With the U.S. agriculture subsidy system pumping limitless cheap genetically modified corn into our food system, corn syrup is now the cheapest sweetener on the market. Most juice brands and nearly all soda brands in the United States now make their drinks with high-fructose corn syrup instead of cane sugar—and use lots of it. Pepsi, Coke, and the brands they own (Dr. Pepper, Mountain Dew, Mug, Sierra Mist, Lipton, Brisk, SoBe, AMP, Gatorade, Powerade, Hi-C, Sprite, etc.) tend to sweeten exclusively with HFCS.
A backlash against the artificial sweetener HFCS has become all the rage in recent years. Major and local brands alike have marketed “all-natural” and “corn-syrup free” products alongside their chemically engineered cousins from the mainstream. In addition to soda, you can also find naturally-sweetened juices and teas in many grocery stores. Honest Tea and Honest Ade, for example, use cane sugar and fruit juice to sweeten their lines of teas and juices—all for a significantly higher price.
A Risk for Kidney Disease
So, we know that corn syrup-free drinks are available, but is it worth the extra money to avoid corn syrup? Well, the health craze has some scientific support. A recent study from Loyola University found a link between drinking two sodas a day and a high risk for contracting kidney disease. The study stopped short of blaming it all on HFCS, however, saying that more studies would have to be done to find whether this is the fault of HFCS, overall sugar intake, or other factors.

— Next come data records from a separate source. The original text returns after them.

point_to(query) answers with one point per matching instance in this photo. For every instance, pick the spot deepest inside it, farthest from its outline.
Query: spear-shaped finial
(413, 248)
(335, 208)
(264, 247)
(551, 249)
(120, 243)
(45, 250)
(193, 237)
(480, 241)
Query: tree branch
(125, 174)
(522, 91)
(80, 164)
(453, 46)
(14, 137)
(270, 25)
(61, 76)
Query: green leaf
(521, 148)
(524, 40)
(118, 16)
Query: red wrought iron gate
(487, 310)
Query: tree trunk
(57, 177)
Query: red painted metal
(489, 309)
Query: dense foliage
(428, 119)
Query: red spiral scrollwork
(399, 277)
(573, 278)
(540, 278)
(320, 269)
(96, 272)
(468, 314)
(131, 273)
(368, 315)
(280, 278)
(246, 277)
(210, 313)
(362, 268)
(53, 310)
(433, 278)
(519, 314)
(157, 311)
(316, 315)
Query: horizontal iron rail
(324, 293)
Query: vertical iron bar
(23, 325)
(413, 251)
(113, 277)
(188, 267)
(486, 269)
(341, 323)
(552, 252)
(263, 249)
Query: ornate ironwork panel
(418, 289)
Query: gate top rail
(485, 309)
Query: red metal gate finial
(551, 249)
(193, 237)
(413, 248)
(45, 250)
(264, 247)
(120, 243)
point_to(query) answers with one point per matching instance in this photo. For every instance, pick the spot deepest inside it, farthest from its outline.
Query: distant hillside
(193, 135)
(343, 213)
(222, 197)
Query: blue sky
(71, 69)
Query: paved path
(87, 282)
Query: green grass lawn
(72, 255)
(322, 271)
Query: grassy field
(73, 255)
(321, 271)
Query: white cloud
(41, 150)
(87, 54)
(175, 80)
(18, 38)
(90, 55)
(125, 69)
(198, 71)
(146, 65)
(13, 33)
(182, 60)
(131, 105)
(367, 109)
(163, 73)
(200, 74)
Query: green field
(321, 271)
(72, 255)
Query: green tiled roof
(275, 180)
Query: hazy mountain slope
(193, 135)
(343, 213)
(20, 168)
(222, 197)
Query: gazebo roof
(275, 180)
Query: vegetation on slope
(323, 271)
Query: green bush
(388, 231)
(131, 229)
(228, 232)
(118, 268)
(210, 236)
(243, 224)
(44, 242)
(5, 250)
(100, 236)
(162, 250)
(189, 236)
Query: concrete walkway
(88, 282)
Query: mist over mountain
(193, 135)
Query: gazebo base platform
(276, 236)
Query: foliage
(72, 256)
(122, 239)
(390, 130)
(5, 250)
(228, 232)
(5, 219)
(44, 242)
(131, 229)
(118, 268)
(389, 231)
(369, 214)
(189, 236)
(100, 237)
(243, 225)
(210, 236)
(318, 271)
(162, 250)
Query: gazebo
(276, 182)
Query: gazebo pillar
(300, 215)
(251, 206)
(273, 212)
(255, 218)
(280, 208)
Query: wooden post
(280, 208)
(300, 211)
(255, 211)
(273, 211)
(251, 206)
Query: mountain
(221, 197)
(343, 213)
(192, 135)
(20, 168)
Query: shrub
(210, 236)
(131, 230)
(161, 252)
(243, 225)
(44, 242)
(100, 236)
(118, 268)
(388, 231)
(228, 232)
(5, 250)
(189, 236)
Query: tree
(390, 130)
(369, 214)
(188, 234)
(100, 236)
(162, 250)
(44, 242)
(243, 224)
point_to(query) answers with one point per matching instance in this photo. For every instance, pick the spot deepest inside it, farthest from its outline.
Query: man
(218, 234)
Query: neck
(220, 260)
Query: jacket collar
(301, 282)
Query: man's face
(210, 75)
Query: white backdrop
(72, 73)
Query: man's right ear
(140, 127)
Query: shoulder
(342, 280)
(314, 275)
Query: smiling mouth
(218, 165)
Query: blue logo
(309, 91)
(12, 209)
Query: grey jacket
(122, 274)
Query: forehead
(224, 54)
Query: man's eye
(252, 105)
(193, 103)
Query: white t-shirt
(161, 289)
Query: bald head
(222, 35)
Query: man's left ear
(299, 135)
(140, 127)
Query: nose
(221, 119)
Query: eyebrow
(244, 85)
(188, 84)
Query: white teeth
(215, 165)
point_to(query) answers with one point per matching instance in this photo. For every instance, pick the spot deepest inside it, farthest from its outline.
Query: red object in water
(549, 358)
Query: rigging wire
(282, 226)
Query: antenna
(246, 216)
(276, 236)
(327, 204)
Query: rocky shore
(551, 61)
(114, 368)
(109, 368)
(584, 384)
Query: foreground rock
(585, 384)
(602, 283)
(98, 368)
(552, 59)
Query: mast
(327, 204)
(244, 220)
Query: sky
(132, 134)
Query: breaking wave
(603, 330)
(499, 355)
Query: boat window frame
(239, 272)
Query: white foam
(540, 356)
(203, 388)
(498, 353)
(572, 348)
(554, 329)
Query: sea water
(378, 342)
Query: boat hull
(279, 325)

In truth, HFCS, which has about the same chemical composition as honey, isn’t necessarily what’s causing all of our sugar-related problems. In a recent interview with The Cleveland Pain Dealer renowned food politics writer Michael Pollan stepped back his previous statements against HFCS, saying instead “there is a problem with how much total sugar we consume.”
The real issue with HFCS, it seems, isn’t so much that this kind of sugar is so bad for you, but that now that it has become cheap and practically limitless, it can easily be slipped into everything you eat. Huffington Post has a fascinating list of items sweetened with corn syrup and its twisted chemically engineered cousin HFCS, including everything from bread to cereal to Kraft Easy Mac.
Corporate Greed and “Natural” Products
Greed is really at the heart of the corn syrup controversy. Food companies have engineered a cheap sweetener with nearly infinite supply, and now are engineering a backlash to sell even more sugary treats under the name ‘natural.’ “They started giving products made of real sugar health claims and [are] trying to make sugar look good,” says Pollan.
The take-home? Replacing the HFCS in your diet with real sugar and other natural sweeteners could help you avoid the lows of extreme sugar addiction (and the resulting diabetes) and potentially lower your risk for kidney disease. Overall, however, eating less food with simple sugars, whether natural or artificial, is the most important thing.
U.S. Sugar (including HFCS) Consumption Trends:
- A U.S. Department of Agriculture report shows U.S. consumption of sugars (including high-fructose corn syrup) added to food increased 23% from 1985 to 1999.
- An article in Iowa State University’s Ag Review shows that U.S. per person consumption of sugars (including high-fructose corn syrup) increased 33% from 1960 to 2000.
Genetically Modified Corn:
- According to consumer group the Center for Food Safety, currently about 85% of U.S. corn is genetically engineered. Note that some countries have blocked import of genetically modified U.S. grown corn.